Although traditional DTI assumes that water molecules display Gaussian diffusion in a hindered and unrestricted environment, in biological structures, they are restricted by cell membranes or organelles and thus often display non-Gaussian diffusion. Therefore, the sensitivity of DTI is limited by the diffusional and microstructural properties of biological structures [31]. Because kurtosis is a measure of the deviation of the diffusion profile from a Gaussian distribution, DKI quantifies the degree of diffusional non-Gaussianity or tissue complexity. Therefore, DKI would appear adequate for analyzing the structure of the human brain [31]. Our results suggest that the assessment of diffusional non-Gaussianity by using DKI may supply more sensitive metrics of changes in tissue microstructure than does traditional DTI.

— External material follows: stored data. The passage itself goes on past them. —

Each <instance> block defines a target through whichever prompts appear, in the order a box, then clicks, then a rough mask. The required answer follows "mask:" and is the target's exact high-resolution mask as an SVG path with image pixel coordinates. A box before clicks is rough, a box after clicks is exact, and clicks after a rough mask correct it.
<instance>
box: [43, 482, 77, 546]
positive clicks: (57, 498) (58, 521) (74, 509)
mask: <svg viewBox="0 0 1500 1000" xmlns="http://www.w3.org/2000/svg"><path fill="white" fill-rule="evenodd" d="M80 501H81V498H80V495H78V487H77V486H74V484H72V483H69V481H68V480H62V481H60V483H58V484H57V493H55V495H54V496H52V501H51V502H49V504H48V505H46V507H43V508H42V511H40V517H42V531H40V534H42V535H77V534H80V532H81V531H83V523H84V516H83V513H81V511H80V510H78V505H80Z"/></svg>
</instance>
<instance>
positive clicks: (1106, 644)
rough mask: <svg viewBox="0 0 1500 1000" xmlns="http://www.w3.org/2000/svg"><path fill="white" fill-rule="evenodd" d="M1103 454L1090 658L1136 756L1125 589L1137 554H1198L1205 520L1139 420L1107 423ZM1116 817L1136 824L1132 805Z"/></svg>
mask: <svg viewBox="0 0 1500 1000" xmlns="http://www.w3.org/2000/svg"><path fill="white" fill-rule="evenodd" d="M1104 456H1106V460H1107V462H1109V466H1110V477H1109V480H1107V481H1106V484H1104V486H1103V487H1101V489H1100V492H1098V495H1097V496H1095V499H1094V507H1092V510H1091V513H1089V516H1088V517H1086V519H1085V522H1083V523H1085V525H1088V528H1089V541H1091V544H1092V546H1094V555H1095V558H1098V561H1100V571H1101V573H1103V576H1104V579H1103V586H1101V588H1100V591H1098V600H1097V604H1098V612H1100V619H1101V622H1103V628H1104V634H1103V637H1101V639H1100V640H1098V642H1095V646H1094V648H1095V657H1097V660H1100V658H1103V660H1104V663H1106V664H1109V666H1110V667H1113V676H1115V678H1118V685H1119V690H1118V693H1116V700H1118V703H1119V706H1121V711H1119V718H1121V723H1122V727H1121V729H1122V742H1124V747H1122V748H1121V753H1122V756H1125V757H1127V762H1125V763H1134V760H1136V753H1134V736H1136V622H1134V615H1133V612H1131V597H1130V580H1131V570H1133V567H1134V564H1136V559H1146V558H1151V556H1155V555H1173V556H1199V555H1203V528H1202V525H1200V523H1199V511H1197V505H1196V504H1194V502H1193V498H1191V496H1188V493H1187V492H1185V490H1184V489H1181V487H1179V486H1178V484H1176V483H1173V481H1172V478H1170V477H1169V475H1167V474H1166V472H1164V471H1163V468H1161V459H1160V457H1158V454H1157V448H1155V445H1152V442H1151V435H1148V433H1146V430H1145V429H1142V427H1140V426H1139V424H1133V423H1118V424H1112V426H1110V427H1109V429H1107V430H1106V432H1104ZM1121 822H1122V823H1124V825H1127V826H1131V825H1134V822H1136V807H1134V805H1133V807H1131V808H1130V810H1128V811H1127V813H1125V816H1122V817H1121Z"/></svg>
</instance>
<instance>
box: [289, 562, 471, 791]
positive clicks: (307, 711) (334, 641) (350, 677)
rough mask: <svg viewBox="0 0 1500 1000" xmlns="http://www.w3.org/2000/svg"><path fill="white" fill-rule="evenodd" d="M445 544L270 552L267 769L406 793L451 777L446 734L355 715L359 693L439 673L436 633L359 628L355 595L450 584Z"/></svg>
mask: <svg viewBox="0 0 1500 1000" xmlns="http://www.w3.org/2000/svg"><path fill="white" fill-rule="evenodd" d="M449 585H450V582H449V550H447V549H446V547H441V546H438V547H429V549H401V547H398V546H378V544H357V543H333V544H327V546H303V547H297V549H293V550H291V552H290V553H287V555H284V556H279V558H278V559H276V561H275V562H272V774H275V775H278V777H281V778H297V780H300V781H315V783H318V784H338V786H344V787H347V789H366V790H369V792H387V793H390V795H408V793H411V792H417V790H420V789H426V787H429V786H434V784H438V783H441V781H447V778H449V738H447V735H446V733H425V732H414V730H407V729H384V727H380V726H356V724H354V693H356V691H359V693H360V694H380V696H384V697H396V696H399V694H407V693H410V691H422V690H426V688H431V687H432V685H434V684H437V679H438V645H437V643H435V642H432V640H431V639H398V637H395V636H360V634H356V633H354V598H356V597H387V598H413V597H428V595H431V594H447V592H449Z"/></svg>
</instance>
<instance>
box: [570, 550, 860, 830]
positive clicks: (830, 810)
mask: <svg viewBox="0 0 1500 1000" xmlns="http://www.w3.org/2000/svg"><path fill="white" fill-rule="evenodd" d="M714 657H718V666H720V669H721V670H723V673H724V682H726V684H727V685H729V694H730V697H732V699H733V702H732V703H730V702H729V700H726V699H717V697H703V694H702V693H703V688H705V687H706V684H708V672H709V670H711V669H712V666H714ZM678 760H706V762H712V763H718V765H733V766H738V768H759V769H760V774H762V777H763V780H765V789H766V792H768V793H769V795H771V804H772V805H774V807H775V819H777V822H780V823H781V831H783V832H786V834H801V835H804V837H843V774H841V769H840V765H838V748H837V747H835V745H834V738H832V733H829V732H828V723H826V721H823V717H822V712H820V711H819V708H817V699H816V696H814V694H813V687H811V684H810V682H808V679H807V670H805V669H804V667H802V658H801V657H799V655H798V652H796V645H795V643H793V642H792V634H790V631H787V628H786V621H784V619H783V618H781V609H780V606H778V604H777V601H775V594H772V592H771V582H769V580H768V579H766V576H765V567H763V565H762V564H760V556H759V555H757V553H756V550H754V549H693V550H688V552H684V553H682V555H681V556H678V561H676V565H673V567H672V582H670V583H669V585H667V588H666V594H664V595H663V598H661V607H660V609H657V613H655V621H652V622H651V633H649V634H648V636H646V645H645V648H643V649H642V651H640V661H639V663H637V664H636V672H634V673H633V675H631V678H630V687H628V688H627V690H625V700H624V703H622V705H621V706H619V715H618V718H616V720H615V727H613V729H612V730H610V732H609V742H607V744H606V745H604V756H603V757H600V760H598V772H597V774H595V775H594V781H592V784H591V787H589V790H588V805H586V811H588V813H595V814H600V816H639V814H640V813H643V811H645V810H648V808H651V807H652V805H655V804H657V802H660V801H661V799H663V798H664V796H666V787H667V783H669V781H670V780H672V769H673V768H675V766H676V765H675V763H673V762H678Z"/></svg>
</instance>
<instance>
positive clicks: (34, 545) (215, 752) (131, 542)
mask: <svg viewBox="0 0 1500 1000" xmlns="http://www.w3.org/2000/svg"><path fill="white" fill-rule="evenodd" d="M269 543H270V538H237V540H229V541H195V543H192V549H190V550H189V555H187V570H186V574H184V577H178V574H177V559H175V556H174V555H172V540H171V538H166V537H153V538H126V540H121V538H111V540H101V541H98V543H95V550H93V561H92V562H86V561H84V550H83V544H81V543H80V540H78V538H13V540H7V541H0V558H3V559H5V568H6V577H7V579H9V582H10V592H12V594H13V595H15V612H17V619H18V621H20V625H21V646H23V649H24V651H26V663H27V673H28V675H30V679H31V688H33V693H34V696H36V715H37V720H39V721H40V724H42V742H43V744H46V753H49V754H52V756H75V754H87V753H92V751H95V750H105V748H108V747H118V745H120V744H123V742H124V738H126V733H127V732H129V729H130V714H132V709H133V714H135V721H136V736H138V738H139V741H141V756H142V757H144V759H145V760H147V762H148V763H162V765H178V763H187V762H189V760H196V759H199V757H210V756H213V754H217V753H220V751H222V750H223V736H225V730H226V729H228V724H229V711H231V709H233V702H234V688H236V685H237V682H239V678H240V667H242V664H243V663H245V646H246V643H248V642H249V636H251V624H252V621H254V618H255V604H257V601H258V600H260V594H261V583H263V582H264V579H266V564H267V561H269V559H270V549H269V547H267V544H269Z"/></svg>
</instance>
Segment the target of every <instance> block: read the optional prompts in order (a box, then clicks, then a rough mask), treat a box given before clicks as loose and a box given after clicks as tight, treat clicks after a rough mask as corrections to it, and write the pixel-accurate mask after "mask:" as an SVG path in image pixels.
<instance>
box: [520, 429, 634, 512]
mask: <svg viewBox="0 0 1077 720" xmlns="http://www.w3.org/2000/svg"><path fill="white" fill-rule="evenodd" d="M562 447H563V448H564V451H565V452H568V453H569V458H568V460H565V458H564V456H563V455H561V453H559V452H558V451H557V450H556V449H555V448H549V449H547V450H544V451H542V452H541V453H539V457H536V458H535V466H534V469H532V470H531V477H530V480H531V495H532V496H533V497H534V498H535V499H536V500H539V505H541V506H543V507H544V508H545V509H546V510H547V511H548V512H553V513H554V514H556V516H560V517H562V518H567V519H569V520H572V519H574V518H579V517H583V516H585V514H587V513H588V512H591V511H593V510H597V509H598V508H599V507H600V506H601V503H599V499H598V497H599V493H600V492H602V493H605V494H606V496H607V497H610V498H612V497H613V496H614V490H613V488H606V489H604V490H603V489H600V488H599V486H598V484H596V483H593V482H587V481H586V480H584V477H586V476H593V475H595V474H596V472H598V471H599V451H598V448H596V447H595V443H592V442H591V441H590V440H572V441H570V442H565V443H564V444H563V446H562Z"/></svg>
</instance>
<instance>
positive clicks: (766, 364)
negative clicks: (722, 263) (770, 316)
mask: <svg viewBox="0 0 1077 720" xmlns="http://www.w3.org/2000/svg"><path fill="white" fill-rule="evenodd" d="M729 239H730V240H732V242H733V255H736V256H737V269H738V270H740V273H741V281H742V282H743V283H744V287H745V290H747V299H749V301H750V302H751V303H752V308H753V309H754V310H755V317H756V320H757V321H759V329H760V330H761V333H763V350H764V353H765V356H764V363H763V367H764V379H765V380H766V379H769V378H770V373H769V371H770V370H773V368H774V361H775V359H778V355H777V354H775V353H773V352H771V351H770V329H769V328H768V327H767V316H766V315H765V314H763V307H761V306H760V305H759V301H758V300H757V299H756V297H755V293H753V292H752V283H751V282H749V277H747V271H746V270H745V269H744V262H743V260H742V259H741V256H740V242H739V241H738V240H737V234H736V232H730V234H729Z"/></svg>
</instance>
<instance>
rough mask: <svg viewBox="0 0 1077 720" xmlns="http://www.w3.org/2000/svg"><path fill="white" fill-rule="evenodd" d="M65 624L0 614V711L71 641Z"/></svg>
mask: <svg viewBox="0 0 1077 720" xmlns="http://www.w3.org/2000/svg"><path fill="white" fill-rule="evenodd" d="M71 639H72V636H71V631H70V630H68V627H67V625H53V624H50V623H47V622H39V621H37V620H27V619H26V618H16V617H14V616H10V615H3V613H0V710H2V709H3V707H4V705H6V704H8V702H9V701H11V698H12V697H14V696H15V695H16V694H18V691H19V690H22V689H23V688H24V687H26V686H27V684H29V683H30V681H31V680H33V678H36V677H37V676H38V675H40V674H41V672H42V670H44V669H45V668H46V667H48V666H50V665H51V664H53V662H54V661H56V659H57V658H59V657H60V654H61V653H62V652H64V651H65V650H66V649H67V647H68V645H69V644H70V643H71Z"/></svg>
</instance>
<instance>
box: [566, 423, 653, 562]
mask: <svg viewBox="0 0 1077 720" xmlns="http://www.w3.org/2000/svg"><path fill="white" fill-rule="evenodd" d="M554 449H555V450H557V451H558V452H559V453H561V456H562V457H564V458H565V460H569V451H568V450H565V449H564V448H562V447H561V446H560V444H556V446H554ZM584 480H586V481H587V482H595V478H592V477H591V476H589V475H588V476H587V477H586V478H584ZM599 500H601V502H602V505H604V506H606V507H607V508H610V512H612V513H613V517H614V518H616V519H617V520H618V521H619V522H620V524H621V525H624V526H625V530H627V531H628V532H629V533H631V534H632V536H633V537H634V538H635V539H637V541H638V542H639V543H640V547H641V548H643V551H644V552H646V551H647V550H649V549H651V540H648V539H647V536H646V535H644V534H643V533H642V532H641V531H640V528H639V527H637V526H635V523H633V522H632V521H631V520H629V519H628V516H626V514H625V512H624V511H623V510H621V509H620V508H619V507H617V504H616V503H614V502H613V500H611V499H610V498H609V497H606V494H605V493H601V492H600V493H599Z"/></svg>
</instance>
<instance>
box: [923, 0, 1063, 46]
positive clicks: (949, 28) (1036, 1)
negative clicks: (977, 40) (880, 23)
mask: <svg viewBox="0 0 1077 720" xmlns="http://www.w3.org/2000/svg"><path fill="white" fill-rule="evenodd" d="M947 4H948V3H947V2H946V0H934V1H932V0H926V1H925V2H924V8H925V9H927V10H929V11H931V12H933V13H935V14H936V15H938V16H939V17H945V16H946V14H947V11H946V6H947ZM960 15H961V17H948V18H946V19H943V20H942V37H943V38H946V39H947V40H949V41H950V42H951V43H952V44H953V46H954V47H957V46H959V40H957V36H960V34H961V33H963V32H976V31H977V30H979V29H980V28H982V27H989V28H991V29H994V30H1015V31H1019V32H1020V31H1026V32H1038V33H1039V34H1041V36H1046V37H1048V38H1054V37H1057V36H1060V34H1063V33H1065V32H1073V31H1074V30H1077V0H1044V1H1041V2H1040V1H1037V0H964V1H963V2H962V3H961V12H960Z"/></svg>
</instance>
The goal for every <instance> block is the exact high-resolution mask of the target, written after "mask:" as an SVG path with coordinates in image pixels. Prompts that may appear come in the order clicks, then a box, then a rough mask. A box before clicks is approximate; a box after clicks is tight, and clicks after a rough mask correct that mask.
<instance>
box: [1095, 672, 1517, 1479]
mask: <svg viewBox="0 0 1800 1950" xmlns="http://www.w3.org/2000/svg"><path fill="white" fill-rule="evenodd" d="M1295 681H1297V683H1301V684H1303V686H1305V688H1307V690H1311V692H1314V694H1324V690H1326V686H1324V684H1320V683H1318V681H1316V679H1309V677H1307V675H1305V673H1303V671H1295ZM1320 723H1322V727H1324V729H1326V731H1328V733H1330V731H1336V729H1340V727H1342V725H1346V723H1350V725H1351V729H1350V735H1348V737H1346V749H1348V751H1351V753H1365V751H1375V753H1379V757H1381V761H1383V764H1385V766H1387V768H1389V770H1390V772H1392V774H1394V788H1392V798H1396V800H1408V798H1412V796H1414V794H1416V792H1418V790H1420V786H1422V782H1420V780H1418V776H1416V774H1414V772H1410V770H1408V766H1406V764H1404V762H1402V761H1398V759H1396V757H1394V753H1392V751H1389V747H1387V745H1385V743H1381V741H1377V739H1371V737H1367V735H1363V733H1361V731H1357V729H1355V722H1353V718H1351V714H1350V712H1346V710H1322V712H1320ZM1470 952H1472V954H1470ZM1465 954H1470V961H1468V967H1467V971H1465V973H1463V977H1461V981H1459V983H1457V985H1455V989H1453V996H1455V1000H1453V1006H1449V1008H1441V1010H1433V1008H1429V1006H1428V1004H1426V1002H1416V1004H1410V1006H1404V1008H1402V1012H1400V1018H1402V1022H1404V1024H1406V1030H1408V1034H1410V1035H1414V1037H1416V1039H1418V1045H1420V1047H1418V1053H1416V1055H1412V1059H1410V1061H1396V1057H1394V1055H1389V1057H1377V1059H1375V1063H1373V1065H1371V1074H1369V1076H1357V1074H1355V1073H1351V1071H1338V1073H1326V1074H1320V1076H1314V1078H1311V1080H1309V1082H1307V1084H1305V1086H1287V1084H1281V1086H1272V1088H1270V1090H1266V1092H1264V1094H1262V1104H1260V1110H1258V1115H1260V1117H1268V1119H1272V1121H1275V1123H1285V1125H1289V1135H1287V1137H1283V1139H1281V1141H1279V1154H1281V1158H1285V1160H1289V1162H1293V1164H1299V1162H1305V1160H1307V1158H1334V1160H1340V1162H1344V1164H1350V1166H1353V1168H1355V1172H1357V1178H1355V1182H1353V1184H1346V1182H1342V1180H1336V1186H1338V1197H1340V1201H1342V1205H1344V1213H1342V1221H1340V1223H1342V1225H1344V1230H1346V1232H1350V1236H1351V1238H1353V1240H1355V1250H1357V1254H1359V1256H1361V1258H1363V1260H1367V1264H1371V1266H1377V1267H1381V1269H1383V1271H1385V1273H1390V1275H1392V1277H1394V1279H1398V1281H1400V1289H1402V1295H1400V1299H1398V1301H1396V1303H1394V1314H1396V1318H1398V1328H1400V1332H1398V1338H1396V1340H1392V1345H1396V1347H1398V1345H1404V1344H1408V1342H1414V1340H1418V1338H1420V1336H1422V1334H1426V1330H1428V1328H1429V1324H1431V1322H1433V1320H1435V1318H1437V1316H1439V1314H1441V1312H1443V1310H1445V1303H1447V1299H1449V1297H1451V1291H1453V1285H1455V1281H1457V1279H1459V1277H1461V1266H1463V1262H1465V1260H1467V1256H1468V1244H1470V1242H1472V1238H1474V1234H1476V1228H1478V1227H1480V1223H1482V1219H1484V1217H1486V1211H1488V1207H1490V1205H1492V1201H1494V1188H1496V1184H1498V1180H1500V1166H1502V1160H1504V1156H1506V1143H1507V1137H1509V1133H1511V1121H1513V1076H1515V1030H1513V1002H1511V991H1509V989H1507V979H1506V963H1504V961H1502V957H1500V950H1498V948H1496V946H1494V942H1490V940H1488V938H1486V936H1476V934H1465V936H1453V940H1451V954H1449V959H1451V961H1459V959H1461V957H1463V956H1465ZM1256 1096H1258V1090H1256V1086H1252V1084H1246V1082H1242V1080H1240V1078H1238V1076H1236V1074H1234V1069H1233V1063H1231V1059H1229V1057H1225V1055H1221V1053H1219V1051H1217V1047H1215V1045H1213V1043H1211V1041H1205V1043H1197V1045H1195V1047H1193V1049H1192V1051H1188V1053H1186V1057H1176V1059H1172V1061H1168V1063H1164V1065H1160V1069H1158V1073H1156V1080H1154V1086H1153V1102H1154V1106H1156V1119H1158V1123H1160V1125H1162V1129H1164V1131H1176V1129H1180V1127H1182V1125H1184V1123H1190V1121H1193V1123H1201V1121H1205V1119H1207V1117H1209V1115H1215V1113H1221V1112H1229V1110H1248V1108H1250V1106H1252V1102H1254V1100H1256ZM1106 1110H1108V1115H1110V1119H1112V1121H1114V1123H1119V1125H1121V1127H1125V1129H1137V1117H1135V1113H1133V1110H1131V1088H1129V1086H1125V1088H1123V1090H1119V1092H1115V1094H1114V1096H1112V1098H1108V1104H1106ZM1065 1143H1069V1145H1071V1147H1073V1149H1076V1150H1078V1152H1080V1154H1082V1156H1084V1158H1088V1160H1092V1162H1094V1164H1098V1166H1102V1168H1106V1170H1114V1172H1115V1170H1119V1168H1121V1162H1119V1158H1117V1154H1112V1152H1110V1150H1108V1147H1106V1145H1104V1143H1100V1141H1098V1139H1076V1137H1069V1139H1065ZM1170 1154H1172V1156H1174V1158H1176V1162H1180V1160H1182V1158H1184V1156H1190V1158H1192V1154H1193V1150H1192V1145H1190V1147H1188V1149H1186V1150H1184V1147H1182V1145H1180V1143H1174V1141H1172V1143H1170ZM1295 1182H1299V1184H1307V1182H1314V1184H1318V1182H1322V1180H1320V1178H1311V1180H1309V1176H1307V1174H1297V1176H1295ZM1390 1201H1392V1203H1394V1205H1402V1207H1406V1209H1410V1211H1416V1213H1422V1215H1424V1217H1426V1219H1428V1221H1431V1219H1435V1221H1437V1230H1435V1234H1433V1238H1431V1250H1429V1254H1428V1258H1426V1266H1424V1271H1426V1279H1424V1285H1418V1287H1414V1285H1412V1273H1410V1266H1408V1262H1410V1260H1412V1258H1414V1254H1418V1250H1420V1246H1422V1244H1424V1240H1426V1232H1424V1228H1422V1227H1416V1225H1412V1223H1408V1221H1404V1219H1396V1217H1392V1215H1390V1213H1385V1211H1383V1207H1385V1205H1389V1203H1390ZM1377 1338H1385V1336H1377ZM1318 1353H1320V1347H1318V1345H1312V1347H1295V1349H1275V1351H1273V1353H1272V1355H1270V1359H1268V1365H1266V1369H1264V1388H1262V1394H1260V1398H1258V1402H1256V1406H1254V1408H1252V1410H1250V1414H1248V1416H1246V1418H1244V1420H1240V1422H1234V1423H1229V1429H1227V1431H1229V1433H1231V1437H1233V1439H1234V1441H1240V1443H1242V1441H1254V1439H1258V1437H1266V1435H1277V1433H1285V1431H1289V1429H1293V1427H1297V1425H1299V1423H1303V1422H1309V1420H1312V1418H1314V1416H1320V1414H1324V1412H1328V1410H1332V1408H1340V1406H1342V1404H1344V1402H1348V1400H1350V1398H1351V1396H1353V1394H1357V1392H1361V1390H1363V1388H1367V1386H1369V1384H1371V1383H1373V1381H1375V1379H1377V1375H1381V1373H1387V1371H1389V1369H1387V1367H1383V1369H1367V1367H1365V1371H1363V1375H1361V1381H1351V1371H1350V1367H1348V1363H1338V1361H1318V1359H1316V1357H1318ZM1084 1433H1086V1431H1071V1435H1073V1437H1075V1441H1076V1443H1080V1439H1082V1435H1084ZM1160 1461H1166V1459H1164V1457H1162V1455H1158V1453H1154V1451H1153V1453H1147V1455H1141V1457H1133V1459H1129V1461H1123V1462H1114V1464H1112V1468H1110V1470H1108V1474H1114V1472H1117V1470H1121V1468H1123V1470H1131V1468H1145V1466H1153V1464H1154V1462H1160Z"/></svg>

DKI is also potentially useful for evaluating crossing fibers [32], whereas DTI metrics such as FA and MD in white matter are influenced by the presence of crossing fibers [3335]. The adverse effects of crossing fibers on the interpretation of DTI metrics have been previously demonstrated [36, 37]. If two fiber populations are present within a voxel (crossing fiber), the shape of the diffusion tensor becomes more planar. Therefore, FA and MD values are lower in areas where fibers cross because of the lower directionality of diffusion on the voxel scale [36, 37]. As a result, the FA value of a voxel with intact crossing fibers can be similar to that of a voxel with a degenerating area with noncrossing fibers [30]. In our TBSS results, the area of MK reduction includes that of the posterior corona radiata and SLF crossing fibers, whereas no change in FA was observed in this area. Furthermore, a significant MK reduction in this area was also detected by ROI analysis, whereas no such change of MD or FA occurred in this area, confirming the robustness of our results. That DKI can identify areas of fiber crossing may be one reason why MK is sensitive to changes in cerebral white matter.

Our study has a number of limitations. First, because the PD diagnoses were not histopathologically confirmed, the possibility of misdiagnosis remains. However, the validity of the diagnoses is strengthened by the observation that, after being followed for 18 months, all patients continued to respond satisfactorily to antiparkinsonian therapy and remained free of atypical parkinsonisms. Second, the small size of our samples may have limited the comparison of disease severity and DT/DK parameters. Third, the ROIs on the area of the posterior corona radiata and SLF fiber crossing were drawn manually, and the reproducibility of measurements was unclear. However, all ROIs were drawn by two of the authors, rater bias was prevented by blinding, and the interclass correlation coefficients were 0.84–0.95.

Conclusion

DKI can detect cerebral white matter alteration in PD patients more sensitively than can conventional DTI. By providing a potentially more sensitive index of brain pathology in PD, DKI may enable improved monitoring of disease progression and more effective treatment planning.